On Mon, Dec 05, 2016 at 03:14:50PM +0100, Michal Privoznik wrote:
On 05.12.2016 14:40, Daniel P. Berrange wrote:
> On Thu, Nov 24, 2016 at 03:48:05PM +0100, Michal Privoznik wrote:
>> Instead of trying to fix our security drivers, we can use a
>> simple trick to relabel paths in both namespace and the host.
>> I mean, if we enter the namespace some paths are still shared
>> with the host so any change done to them is visible from the host
>> too.
>> Therefore, we can just enter the namespace and call
>> SetAllLabel()/RestoreAllLabel() from there. Yes, it has slight
>> overhead because we have to fork in order to enter the namespace.
>> But on the other hand, no complexity is added to our code.
>
> I'm a little concerned that this may be storing problems for us
> at a later date. If the security manager classes have any state
> they update such changes are invisible to the main libvirt
> process now. Also stuff running between fork+exec is restricted
> to async signal safe functions only. I think it is hard for us
> to be entirely confident about that safety when we're running
> the entire security driver labelling code in that region.
>
> Ultimately the only bit of the security drivers that needs to
> run in the namespace is the setfilecon_raw() or chown() system
> calls.
>
> So I wonder if we should make it possible to provide a namespace
> helper callback to the security drivers that they'd use only
> for the setfilecon_raw/chown calls.
>
> eg, we could do something like
>
>
> typedef (*virSecurityManagerNamespaceHelperFunc)(void *opaque)

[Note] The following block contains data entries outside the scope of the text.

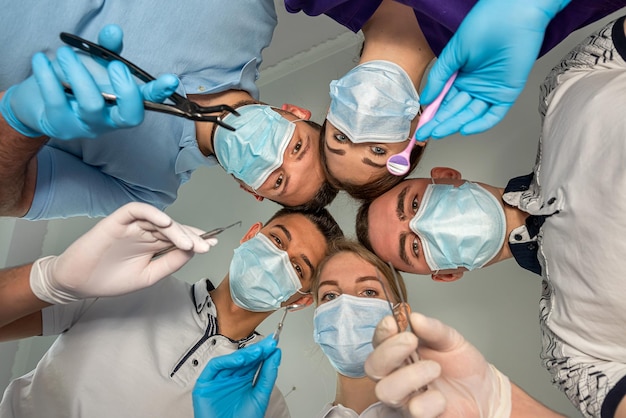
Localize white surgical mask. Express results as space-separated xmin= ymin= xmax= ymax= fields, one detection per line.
xmin=229 ymin=233 xmax=302 ymax=312
xmin=409 ymin=182 xmax=506 ymax=271
xmin=313 ymin=294 xmax=392 ymax=377
xmin=326 ymin=61 xmax=420 ymax=143
xmin=213 ymin=104 xmax=296 ymax=190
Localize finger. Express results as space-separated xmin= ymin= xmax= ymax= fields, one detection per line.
xmin=141 ymin=74 xmax=179 ymax=103
xmin=255 ymin=348 xmax=282 ymax=394
xmin=432 ymin=99 xmax=490 ymax=139
xmin=117 ymin=202 xmax=174 ymax=228
xmin=365 ymin=332 xmax=417 ymax=380
xmin=409 ymin=312 xmax=465 ymax=352
xmin=406 ymin=389 xmax=447 ymax=418
xmin=32 ymin=52 xmax=69 ymax=109
xmin=376 ymin=360 xmax=441 ymax=407
xmin=107 ymin=61 xmax=144 ymax=128
xmin=57 ymin=46 xmax=105 ymax=115
xmin=198 ymin=344 xmax=263 ymax=381
xmin=418 ymin=90 xmax=472 ymax=138
xmin=420 ymin=37 xmax=463 ymax=105
xmin=420 ymin=54 xmax=459 ymax=105
xmin=98 ymin=25 xmax=124 ymax=54
xmin=372 ymin=315 xmax=398 ymax=348
xmin=461 ymin=105 xmax=511 ymax=135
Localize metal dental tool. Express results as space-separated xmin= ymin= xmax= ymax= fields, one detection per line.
xmin=152 ymin=221 xmax=241 ymax=260
xmin=60 ymin=32 xmax=239 ymax=131
xmin=252 ymin=303 xmax=308 ymax=386
xmin=378 ymin=261 xmax=428 ymax=393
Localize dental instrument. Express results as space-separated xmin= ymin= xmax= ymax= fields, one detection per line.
xmin=60 ymin=32 xmax=239 ymax=131
xmin=152 ymin=221 xmax=241 ymax=260
xmin=387 ymin=73 xmax=457 ymax=176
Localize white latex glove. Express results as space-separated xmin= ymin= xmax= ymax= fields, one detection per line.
xmin=30 ymin=202 xmax=217 ymax=304
xmin=365 ymin=313 xmax=511 ymax=418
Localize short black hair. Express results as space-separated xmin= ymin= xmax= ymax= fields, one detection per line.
xmin=270 ymin=120 xmax=339 ymax=211
xmin=266 ymin=208 xmax=343 ymax=248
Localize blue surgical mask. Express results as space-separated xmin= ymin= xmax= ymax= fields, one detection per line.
xmin=229 ymin=233 xmax=302 ymax=312
xmin=313 ymin=294 xmax=391 ymax=377
xmin=213 ymin=104 xmax=296 ymax=190
xmin=409 ymin=182 xmax=506 ymax=271
xmin=326 ymin=61 xmax=420 ymax=143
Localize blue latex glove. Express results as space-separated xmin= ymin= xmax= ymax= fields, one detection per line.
xmin=193 ymin=336 xmax=281 ymax=418
xmin=416 ymin=0 xmax=570 ymax=141
xmin=0 ymin=25 xmax=178 ymax=139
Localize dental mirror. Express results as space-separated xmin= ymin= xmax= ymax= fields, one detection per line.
xmin=252 ymin=303 xmax=309 ymax=386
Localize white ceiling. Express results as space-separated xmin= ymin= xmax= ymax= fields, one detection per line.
xmin=261 ymin=0 xmax=349 ymax=71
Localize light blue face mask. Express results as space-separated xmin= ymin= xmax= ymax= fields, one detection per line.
xmin=409 ymin=182 xmax=506 ymax=271
xmin=313 ymin=295 xmax=391 ymax=377
xmin=229 ymin=233 xmax=302 ymax=312
xmin=326 ymin=61 xmax=420 ymax=143
xmin=213 ymin=104 xmax=296 ymax=190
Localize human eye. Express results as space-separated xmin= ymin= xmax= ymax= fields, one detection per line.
xmin=270 ymin=234 xmax=284 ymax=250
xmin=320 ymin=292 xmax=339 ymax=302
xmin=291 ymin=140 xmax=302 ymax=154
xmin=333 ymin=132 xmax=348 ymax=144
xmin=273 ymin=173 xmax=283 ymax=189
xmin=291 ymin=263 xmax=304 ymax=279
xmin=370 ymin=145 xmax=387 ymax=155
xmin=411 ymin=237 xmax=420 ymax=258
xmin=362 ymin=289 xmax=378 ymax=298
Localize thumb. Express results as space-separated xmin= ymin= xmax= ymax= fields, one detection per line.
xmin=255 ymin=348 xmax=282 ymax=397
xmin=98 ymin=25 xmax=124 ymax=54
xmin=420 ymin=37 xmax=462 ymax=106
xmin=141 ymin=74 xmax=179 ymax=103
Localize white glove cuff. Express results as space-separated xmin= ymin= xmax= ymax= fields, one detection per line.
xmin=488 ymin=364 xmax=511 ymax=418
xmin=30 ymin=255 xmax=79 ymax=305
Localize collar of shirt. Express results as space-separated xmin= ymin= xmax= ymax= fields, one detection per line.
xmin=170 ymin=279 xmax=262 ymax=386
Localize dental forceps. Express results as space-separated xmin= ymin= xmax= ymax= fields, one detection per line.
xmin=252 ymin=303 xmax=308 ymax=386
xmin=60 ymin=32 xmax=239 ymax=131
xmin=376 ymin=262 xmax=419 ymax=364
xmin=376 ymin=261 xmax=428 ymax=393
xmin=152 ymin=221 xmax=241 ymax=260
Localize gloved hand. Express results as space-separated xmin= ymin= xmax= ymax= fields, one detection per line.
xmin=193 ymin=336 xmax=281 ymax=418
xmin=365 ymin=313 xmax=511 ymax=418
xmin=416 ymin=0 xmax=570 ymax=141
xmin=30 ymin=202 xmax=217 ymax=304
xmin=0 ymin=25 xmax=178 ymax=139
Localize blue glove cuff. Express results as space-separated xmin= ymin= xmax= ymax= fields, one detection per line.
xmin=0 ymin=86 xmax=43 ymax=138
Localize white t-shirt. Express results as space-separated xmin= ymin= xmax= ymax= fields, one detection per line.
xmin=0 ymin=277 xmax=289 ymax=418
xmin=503 ymin=17 xmax=626 ymax=417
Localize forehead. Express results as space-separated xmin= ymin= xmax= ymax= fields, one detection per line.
xmin=369 ymin=178 xmax=431 ymax=216
xmin=262 ymin=213 xmax=328 ymax=256
xmin=320 ymin=251 xmax=377 ymax=285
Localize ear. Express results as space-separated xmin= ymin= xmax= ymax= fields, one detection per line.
xmin=430 ymin=271 xmax=463 ymax=282
xmin=430 ymin=167 xmax=461 ymax=180
xmin=294 ymin=295 xmax=313 ymax=306
xmin=280 ymin=103 xmax=311 ymax=120
xmin=239 ymin=184 xmax=265 ymax=202
xmin=395 ymin=303 xmax=411 ymax=331
xmin=239 ymin=222 xmax=263 ymax=244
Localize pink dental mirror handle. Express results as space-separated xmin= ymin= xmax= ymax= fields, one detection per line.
xmin=387 ymin=72 xmax=457 ymax=176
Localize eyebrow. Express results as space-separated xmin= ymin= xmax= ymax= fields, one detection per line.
xmin=356 ymin=276 xmax=380 ymax=284
xmin=396 ymin=186 xmax=409 ymax=221
xmin=276 ymin=224 xmax=291 ymax=242
xmin=400 ymin=232 xmax=412 ymax=266
xmin=300 ymin=254 xmax=315 ymax=274
xmin=324 ymin=140 xmax=346 ymax=155
xmin=276 ymin=224 xmax=315 ymax=274
xmin=361 ymin=158 xmax=387 ymax=168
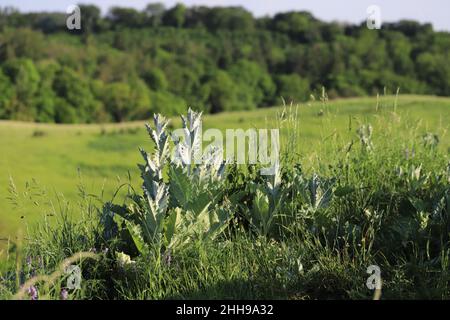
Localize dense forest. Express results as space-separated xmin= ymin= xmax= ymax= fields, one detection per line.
xmin=0 ymin=3 xmax=450 ymax=123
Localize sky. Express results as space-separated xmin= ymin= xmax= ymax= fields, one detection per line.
xmin=0 ymin=0 xmax=450 ymax=31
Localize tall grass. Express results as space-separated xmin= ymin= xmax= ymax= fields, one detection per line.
xmin=0 ymin=96 xmax=450 ymax=299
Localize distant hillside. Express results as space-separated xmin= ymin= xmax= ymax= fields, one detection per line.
xmin=0 ymin=4 xmax=450 ymax=123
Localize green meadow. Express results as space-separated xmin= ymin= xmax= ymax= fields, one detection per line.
xmin=0 ymin=95 xmax=450 ymax=248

> typedef (*virSecurityManagerNamespaceHelper)(virSecurityManagerNamespaceHelperFunc
func, void *opaque)
>
> virSecurityManagerSetNamespacehelper(mgr, runInNamespaceHelper)
>
> ....do the labelling...
>
> virSecurityManagerSetNamespacehelper(mgr, NULL)
>
> the namespace helper would have to be stored in a thread local
> since we need to cope with some VMs not having separate namespaces
>
> The security manager code would need todo
>
> struct SELinuxNamespaceData {
> const char *path;
> security_context_t ctx;
> }
>
> Now instead of
>
>
> if (setfilecon_raw(path, tcon) < 0)
> ...
>
> it would do
>
> static int SELinuxNamespaceHelperFunc(void *opaque) {
> struct SELinuxNamespaceData *data = opaque
>
> return setfilecon_raw(data->path, data->tcon)
> }
>
> struct SELinuxNamespaceData data = { path, tcon}
>
> if (namespacehelper(SELinuxNamespaceHelperFunc, &data) < 0)
> ...
>
I was thinking about this too, but I see two problems with this approach:
1) fork() on every chown() and every sefilecon_raw(). That's too much IMO.
Hmm, good point. fork() is fairly fast on Linux, but it is still a
non-negligble overhead in our startup codepath.
Avoiding the fork would mean having some persistent child and RPC
to it which is also likely to add just as much overhead.
I guess we'll just have to bear in mind the limitations for security
managers in future and go with what you've done.